To make things worse, the FDA also took into consideration findings from the Ariel4 postmarketing trial, which compared Rubraca with chemotherapy in patients with previously treated BRCA-mutated ovarian cancer. There, Rubraca showed an advantage at slowing disease progression but seemed to perform worse at prolonging lives.

Based on the findings, the European Medicines Agency has started a new review of Rubraca’s benefit-risk profile and advises doctors not to start new patients on the third-line indication. Clovis also anticipates a dialogue with the FDA on the findings, CEO Patrick Mahaffy said during the company’s first-quarter earnings call Wednesday.

Since its initial FDA accelerated approval in third-line ovarian cancer, Rubraca has suffered from tough competition from Lynparza and Zejula. In the first quarter, Rubraca brought in sales of $34.2 million, down 10% over the same period last year and down 5% over the fourth quarter of 2021. Clovis attributed the lackluster performance to COVID-19. But by comparison, both Lynparza and Zejula posted year-over-year growth.

First-line maintenance ovarian cancer could be Rubraca’s last chance at any meaningful sales, or the drug “risks becoming increasingly clinically irrelevant” in the PARP market, SVB Securities analyst Andrew Berens has said.

Clovis management has touted the indication as a potential inflection point for Rubraca.
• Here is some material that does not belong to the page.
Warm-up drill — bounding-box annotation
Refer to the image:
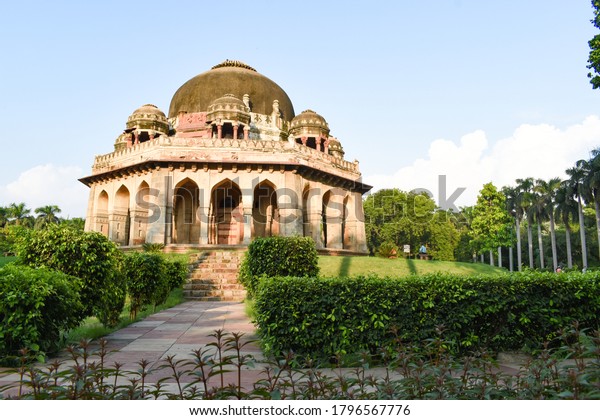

But for now, Clovis will likely have to wait longer as its Big Pharma rivals solidify their leads.

Rubraca’s Athena trial programs are being funded through a non-dilutive clinical trial financing deal Clovis signed with TPG Sixth Street Partners in May 2019. As of the end of March, Clovis had burned $156.4 million, leaving only $18.6 million available for draw.

In the first quarter, Clovis reported a net loss of $60.2 million and said it held $122.2 million in cash. As a result, the company recognizes that it will “need to raise additional capital in the near term to fund its operating plan for the next 12 months and to continue” as a functional business, it said in its first-quarter report.

Clovis’ stock price has plummeted 30% since Wednesday’s earnings report. On the company’s earnings call, only one analyst asked a question.